Larry Page and Sergei Brin originally nicknamed their new search engine "BackRub", because the system checked backlinks to estimate the importance of a site. But they changed the name to Google.
Supposedly, the name of the search engine originated from a misspelling of the word "googol" which is the number 1 followed by 100 zeros.
10,000,000,000,000,000,000,000,000,000,000,000,000,000,000,000,000,000,000,000,000,000,000,000,000,000,000,000,000,000,000,000,000,000
Googol was picked to signify that the search engine was intended to provide very large quantities of information.
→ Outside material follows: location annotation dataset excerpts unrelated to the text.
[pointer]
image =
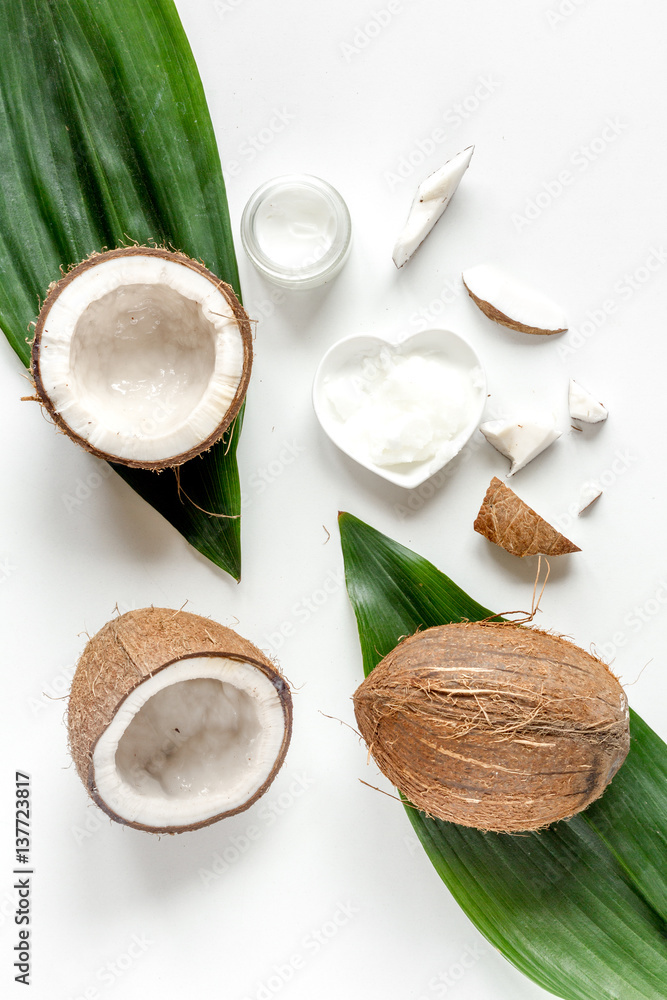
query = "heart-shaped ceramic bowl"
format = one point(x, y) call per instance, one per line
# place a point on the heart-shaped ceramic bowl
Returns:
point(351, 352)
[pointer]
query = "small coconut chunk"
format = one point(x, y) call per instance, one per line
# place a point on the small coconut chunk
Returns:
point(510, 523)
point(585, 407)
point(432, 198)
point(510, 302)
point(520, 442)
point(590, 492)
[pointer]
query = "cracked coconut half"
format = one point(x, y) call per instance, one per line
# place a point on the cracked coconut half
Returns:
point(142, 356)
point(176, 721)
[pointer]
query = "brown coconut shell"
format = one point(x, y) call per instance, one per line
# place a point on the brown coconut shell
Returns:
point(130, 649)
point(494, 726)
point(239, 312)
point(494, 314)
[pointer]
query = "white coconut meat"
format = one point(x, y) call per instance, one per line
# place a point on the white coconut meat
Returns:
point(509, 301)
point(199, 738)
point(141, 357)
point(432, 198)
point(584, 406)
point(520, 442)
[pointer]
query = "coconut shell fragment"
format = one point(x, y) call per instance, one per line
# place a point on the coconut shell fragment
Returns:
point(509, 522)
point(493, 725)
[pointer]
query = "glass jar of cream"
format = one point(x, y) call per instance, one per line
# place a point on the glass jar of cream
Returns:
point(296, 230)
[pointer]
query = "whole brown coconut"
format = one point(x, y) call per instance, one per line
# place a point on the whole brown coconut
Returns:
point(494, 726)
point(142, 356)
point(176, 721)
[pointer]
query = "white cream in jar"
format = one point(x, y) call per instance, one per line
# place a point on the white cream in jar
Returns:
point(296, 230)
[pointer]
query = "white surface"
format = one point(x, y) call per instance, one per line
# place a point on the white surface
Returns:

The original Google search engine was on the Stanford University website servers with the domains google.stanford.edu and z.stanford.edu. The official domain name for google.com was registered on September 15, 1997 and the company was incorporated on September 4, 1998 when it was still based in a garage.
Some brands become generic nouns as the vernacular word for a category. Such is the case with brands such as Band-Aid (for any adhesive bandage) and Kleenex (for paper tissues) and in the past "fridge" for any refrigerator had originated with the Frigidaire brand. This is both an honor and a brand confusion issue.
People began to use "google" to mean a search engine and eventually as a verb, as in "I'll google that." Larry Page used it as a verb form before he even launched the company. Though not as commonly used to mean "to search" now, at one time "to google" might have meant to use Yahoo or Bing or AltaVista or any one of the other competing search engines.